朧の脈拍は速く熱があり、時折咳をしては身震いしていた。

だがその身震いは寒さからではなく――恐怖が端を発するものだった。


「お祖父様…私はどこかおかしいんですよね…!?でなければ私が氷雨さんを忘れるなんて…っ」


「…今の所おかしな所は、そなたが風邪気味ということだけだね」


「風邪…?」


今まで風邪など引いたことがなく怪訝な表情になった朧に丁寧に浴衣や羽織を着こませた晴明は、湯で手を洗って腰を上げた。


「ひとまず薬を煎じる故それを飲んで寝ていなさい」


「あの、氷雨さんは…」


「何も心配しなくていいんだよ、雪男はそなたが心配で不安が募っているだけ。薬を飲むとすぐ眠たくなるからね、必ず横になっているように」


かたかた震えている朧を残して部屋を出た晴明は、居間の縁側に座って微動だにしない氷雨の後姿を立ったまま見つめていた。

隣には朔がぴったり張り付くようにして座っていたが、どう声をかければいいのか分からないようで、目が合うと小さく首を振った。

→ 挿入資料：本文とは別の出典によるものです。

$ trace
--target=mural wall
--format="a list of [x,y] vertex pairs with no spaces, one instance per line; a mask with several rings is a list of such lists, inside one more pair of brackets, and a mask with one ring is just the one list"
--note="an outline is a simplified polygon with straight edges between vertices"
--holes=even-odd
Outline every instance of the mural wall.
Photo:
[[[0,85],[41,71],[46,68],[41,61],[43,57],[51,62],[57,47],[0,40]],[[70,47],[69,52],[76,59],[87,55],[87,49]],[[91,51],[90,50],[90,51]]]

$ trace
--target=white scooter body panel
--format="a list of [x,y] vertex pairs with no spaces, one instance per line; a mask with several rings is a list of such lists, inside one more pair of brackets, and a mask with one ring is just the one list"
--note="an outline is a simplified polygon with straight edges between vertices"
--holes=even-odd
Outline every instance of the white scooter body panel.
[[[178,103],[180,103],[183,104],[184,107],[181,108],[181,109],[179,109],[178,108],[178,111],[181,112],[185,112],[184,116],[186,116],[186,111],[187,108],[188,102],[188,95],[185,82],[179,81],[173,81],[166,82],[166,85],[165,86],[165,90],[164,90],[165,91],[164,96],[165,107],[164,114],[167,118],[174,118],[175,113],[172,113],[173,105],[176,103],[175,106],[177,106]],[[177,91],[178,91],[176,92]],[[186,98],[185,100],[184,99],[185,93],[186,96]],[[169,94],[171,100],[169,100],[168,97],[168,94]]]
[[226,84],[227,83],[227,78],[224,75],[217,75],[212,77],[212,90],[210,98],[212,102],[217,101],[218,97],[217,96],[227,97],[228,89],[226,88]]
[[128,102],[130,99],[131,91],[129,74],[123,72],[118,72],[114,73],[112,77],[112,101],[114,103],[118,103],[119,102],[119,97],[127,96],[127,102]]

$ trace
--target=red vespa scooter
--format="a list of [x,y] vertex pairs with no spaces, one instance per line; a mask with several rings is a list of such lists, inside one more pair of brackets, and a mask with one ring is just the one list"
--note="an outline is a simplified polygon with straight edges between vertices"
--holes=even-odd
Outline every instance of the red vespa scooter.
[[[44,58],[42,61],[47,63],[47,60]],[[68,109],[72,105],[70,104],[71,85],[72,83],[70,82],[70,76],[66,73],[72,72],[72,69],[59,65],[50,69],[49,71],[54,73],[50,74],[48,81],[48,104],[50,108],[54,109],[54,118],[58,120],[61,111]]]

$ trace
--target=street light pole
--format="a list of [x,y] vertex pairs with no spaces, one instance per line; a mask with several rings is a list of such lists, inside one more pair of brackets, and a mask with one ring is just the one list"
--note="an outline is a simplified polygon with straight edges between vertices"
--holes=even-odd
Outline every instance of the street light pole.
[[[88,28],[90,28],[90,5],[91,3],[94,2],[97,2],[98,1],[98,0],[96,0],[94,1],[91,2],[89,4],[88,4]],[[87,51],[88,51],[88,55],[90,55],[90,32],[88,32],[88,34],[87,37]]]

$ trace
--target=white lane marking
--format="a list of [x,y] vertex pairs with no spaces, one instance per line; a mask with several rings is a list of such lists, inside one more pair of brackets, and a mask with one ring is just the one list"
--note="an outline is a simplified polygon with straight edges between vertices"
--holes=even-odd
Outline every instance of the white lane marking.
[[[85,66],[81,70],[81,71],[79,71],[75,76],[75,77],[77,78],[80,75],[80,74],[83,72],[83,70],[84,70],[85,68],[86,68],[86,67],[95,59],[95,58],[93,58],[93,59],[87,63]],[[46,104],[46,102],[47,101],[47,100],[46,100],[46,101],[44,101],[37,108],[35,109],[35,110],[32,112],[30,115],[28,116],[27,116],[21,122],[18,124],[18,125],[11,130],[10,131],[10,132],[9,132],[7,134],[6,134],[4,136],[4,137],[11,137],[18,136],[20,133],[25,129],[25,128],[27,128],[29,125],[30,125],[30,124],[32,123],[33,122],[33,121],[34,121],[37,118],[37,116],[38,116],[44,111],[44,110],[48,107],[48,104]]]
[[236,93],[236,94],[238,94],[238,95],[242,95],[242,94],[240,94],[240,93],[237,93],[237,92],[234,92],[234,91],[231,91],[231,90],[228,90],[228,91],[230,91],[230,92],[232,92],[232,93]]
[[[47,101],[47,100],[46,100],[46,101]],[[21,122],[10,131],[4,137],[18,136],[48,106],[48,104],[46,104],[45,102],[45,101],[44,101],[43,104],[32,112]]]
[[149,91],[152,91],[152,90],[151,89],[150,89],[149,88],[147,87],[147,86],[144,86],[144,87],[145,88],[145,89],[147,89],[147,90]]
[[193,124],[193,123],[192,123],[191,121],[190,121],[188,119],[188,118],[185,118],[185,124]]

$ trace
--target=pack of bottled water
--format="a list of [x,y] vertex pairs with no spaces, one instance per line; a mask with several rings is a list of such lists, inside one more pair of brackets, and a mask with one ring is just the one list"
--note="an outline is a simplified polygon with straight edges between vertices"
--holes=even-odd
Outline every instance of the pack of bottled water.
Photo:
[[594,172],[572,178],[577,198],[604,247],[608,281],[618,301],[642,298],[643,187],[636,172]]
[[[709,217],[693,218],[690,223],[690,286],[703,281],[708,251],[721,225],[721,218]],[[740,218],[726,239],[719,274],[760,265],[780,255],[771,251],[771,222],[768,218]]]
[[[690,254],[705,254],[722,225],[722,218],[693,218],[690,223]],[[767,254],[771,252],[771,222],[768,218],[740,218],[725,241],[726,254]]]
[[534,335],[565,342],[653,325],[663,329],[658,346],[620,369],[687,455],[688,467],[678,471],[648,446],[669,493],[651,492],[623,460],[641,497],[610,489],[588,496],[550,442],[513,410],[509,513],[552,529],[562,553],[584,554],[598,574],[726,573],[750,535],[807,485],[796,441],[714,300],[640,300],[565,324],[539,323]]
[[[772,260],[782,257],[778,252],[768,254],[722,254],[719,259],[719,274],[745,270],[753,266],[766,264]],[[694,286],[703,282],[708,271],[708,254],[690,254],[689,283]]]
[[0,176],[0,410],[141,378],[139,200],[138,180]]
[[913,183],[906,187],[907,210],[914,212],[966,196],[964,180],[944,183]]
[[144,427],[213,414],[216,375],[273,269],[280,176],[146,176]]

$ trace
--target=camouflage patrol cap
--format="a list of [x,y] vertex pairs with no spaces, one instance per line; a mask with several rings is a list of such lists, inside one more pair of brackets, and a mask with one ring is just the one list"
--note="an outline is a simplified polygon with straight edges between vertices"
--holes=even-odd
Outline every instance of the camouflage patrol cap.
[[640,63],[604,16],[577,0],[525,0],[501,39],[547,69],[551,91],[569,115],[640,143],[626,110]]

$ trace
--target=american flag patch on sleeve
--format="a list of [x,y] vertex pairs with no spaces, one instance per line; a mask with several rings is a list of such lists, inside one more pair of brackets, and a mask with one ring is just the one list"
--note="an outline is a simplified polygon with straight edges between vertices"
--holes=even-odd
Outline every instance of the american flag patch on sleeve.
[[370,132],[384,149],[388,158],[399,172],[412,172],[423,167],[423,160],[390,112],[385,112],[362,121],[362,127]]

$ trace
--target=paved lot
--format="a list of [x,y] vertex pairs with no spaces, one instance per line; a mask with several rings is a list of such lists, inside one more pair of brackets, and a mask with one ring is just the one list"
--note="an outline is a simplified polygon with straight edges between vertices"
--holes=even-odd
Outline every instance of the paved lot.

「やはりあれは風邪だねえ。息吹も引いたことがないのにどうしたものか」


何事もなかったかのようにのんびりした声で少し離れた場所に座った晴明は、肩越しに振り返った氷雨の真っ青な目に浮かぶ朧と全く同じ不安の色を見て袖をひらひら振った。


「半妖故、人の病に罹ることもあろう。問題は記憶の方だけれど…そちらの方は調べるのに時間がかかりそうだ」


「望…が原因でしょうか?」


「今までなかったことが続いている。そう考えるのが自然だろうね」


「…」


明朗快活な氷雨が一言も発さない。

朔はこのまま氷雨が雪になって消えてしまいそうな気がして氷雨の袖を握って離さず、晴明は一旦平安町の屋敷に戻って文献を探さなければと屋敷を後にした。